Eventually, New Yorkers and visitors will discover Moynihan, realize that it belongs to them, and embrace it as one of the city’s iconic spaces, the kind of place where couples in romantic comedies meet cute. SOM design partner Colin Koop regards the new complex as an aesthetic call to arms. “We’ve all been browbeaten into accepting so many indignities as New Yorkers … If Moynihan means anything, it’s that you walk in and you have this moment. ‘Oh my God, it doesn’t have to be like that. It doesn’t have to be that bad.’ ”
More than 25 years have passed since Senator Moynihan organized the Pennsylvania Station Redevelopment Corporation and set this project in (slow) motion. With the capacity to handle roughly a third of the nearly 700,000 passengers who use the stubbornly dysfunctional Penn Station on the other side of Eighth Avenue, the new facility isn’t a replacement. But Moynihan Train Hall may be a harbinger. After all, we now have a president nicknamed Amtrak Joe, and Governor Cuomo, in a recent speech, promised a $16 billion reconstruction of the existing Penn Station.
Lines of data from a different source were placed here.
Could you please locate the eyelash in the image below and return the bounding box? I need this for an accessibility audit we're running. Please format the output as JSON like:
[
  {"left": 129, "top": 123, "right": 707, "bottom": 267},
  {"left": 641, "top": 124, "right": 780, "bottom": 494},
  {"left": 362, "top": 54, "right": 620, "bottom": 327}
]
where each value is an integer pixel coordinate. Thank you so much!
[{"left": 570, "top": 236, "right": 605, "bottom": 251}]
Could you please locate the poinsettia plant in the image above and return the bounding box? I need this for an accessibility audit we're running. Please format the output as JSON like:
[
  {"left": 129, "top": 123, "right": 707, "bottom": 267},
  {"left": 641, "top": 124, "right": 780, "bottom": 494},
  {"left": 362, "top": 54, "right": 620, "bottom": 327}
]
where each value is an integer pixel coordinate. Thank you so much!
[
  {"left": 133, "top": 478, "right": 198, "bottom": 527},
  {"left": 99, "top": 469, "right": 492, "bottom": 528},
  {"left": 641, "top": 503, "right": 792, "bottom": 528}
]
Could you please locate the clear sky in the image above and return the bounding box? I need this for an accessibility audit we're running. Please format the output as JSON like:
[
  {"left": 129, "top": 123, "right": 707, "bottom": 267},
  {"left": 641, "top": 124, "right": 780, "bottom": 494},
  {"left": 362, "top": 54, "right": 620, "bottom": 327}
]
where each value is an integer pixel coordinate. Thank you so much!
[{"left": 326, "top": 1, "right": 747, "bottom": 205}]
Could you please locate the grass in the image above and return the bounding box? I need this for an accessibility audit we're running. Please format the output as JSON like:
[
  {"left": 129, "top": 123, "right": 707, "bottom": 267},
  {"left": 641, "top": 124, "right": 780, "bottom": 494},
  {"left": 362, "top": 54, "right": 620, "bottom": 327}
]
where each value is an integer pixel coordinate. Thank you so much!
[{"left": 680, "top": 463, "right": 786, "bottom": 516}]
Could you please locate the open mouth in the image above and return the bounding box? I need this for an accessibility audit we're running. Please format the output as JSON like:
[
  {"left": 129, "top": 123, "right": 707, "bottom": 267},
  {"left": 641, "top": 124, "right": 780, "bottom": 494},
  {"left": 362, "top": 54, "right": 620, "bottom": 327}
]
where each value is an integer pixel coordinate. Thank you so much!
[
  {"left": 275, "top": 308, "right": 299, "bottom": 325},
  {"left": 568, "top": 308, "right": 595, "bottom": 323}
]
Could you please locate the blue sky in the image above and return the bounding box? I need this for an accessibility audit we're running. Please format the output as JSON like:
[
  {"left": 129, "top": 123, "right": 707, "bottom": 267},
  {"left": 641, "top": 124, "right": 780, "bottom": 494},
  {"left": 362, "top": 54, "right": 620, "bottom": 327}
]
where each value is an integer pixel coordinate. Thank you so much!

He released renderings suggesting that daylight-filled concourses will be part of the new development and that train platforms will be added south of the existing station to accommodate trains from two future tunnels under the Hudson, another long delayed project.
In Cuomo’s speech, he said many of the right things: "Building new projects enhances day-to-day life. Seeing progress lifts peoples' spirits. And building with bricks and mortar also builds public optimism and confidence."
But Daniel Patrick Moynihan's worldview goes deeper. As a senator he attached meaning to architectural lessons absorbed as a shoeshine boy. Washburn says that Moynihan was inspired by the idea that “that public space builds public trust”–a concept that feels particularly relevant in this tumultuous moment. If that is what his namesake train hall does, helps restore even a little of the public trust that's been squandered in recent years, then it was worth the wait.